The evolution of a data structure - the WAVEFORMAT.

In the beginning, there was a need to be able to describe the format contained in a stream of audio data.

And thus the WAVEFORMAT structure was born in Windows 3.1.

typedef struct WAVEFORMAT {        WORD    wFormatTag;        WORD    nChannels;        DWORD   nSamplesPerSec;        DWORD   nAvgBytesPerSec;        WORD    nBlockAlign;} WAVEFORMAT;

The problem with the WAVEFORMAT is that it was ok at expressing audio streams that contained samples whose size was a power of 2, but there was no way of representing audio streams that contained samples whose size was something other than that (like 24bit samples).

So the PCMWAVEFORMAT was born. 

typedef struct PCMWAVEFORMAT {
        WAVEFORMAT      wf;
        WORD            wBitsPerSample;
} PCMWAVEFORMAT;

If the application passed in a WAVEFORMAT with a wFormatTag of WAVE_FORMAT_PCM, it was required to actually pass in a PCMWAVEFORMAT so that the audio infrastructure could determine the number of bits per sample.
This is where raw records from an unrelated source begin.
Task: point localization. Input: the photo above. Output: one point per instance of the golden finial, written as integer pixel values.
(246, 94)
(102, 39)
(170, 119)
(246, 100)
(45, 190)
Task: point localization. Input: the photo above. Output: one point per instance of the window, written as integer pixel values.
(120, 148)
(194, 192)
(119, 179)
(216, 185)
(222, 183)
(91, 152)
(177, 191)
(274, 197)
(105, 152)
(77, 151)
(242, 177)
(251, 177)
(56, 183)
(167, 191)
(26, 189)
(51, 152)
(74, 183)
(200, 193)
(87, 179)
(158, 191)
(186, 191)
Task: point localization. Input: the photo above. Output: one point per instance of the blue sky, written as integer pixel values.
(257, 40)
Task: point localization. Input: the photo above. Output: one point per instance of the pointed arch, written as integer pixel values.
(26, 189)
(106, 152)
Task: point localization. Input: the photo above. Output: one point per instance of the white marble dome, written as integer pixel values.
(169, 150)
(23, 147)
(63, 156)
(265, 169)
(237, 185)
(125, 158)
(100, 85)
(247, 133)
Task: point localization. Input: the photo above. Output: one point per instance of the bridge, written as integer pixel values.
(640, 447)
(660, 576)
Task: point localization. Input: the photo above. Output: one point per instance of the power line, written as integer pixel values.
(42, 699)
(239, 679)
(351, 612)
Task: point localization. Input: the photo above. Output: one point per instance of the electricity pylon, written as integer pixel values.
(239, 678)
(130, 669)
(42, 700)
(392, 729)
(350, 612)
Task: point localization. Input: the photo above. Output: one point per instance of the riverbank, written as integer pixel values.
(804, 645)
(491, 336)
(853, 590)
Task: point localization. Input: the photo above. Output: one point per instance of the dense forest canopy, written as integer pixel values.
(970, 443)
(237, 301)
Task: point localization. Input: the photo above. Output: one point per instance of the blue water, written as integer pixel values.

That worked fine and solved that problem, but the powers that be quickly realized that relying on the format tag for extensibility was going to be a problem in the future. 

So once again, the structure was extended, and for Windows NT 3.5 and Windows 95, we got the WAVEFORMATEX that we know and love:

typedef struct tWAVEFORMATEX
{
    WORD        wFormatTag;         /* format type */
    WORD        nChannels;          /* number of channels (i.e. mono, stereo...) */
    DWORD       nSamplesPerSec;     /* sample rate */
    DWORD       nAvgBytesPerSec;    /* for buffer estimation */
    WORD        nBlockAlign;        /* block size of data */
    WORD        wBitsPerSample;     /* number of bits per sample of mono data */
    WORD        cbSize;             /* the count in bytes of the size of */
                                    /* extra information (after cbSize) */
} WAVEFORMATEX, *PWAVEFORMATEX, NEAR *NPWAVEFORMATEX, FAR *LPWAVEFORMATEX;

This solved the problem somewhat.  But there was a problem -  while all the APIs were changed to express a WAVEFORMATEX, there were still applications that passed in a WAVEFORMAT to the API (and there were WAV files that had been authored with WAVEFORMAT structures).  The root of the issue is that there was no way of distinguishing between a WAVEFORMAT (which didn't have a cbSize field) and a WAVEFORMATEX (which did).  To resolve this, for WAVEFORMAT structures kept in files, the file metadata provided the size of the structure, so we could use the size of the structure to distinguish the various forms.

When the structure was passed in as a parameter to a function, there was still a problem.  For that, the code that parses WAVEFORMATEX structure must rely on the fact that if the wFormatTag field in the WAVEFORAMAT structure was WAVE_FORMAT_PCM, then the WAVEFORMAT structure is actually a PCMWAVEFORMAT, which is the same as a WAVEFORMATEX with a cbSize field set to 0.  For all other formats, the code simply assumes that the caller is passing in a WAVEFORMATEX structure.

 

Unfortunately, the introduction of the WAVEFORMATEX wasn't quite enough.  When you're dealing with two channel audio streams, it's easy to simply say that channel 0 is left and channel 1 is right (or whatever).  But when you're dealing with a multichannel audio stream, it's not possible to determine which channel goes with which speaker.  In addition, with a WAVEFORMATEX, there's still a problem with non power-of-2 formats.  This time, the problem happens when you take a 24bit waveformat and try to pack it into 32bit samples - doing this can dramatically speed up any manipulation that needs to be done on the samples, so it's highly desirable.

So one final enhancement was made to the WAVEFORMAT structure, the WAVEFORMATEXTENSIBLE (introduced in Windows 2000):

typedef struct {
    WAVEFORMATEX    Format;
    union {
        WORD wValidBitsPerSample;       /* bits of precision  */
        WORD wSamplesPerBlock;          /* valid if wBitsPerSample==0 */
        WORD wReserved;                 /* If neither applies, set to zero. */
    } Samples;
    DWORD           dwChannelMask;      /* which channels are */
                                        /* present in stream  */
    GUID            SubFormat;
} WAVEFORMATEXTENSIBLE, *PWAVEFORMATEXTENSIBLE;

In the WAVEFORMATEXTENSIBLE, we have the old WAVEFORMATEX, and adds a couple of fields that allow the caller to specify packing of the samples, and to allow the caller to describe which channels in the stream should be redirected to which speaker.  For example, if the dwChannelMask is SPEAKER_FRONT_LEFT | SPEAKER_FRONT_RIGHT | SPEAKER_LOW_FREQUENCY | SPEAKER_TOP_FRONT_LEFT, then channel 0 is the front left channel, channel 1 is the front right channel, channel 2 is the subwoofer, and channel 3 is the top front left speaker.  The way you identify a WAVEFORMATEXTENSIBLE is that the Format.wFormatTag field is set to WAVE_FORMAT_EXTENSIBLE and the Format.cbSize field is always set to 0x16.

 That's where things live for now - who knows if there will be another revision in the future.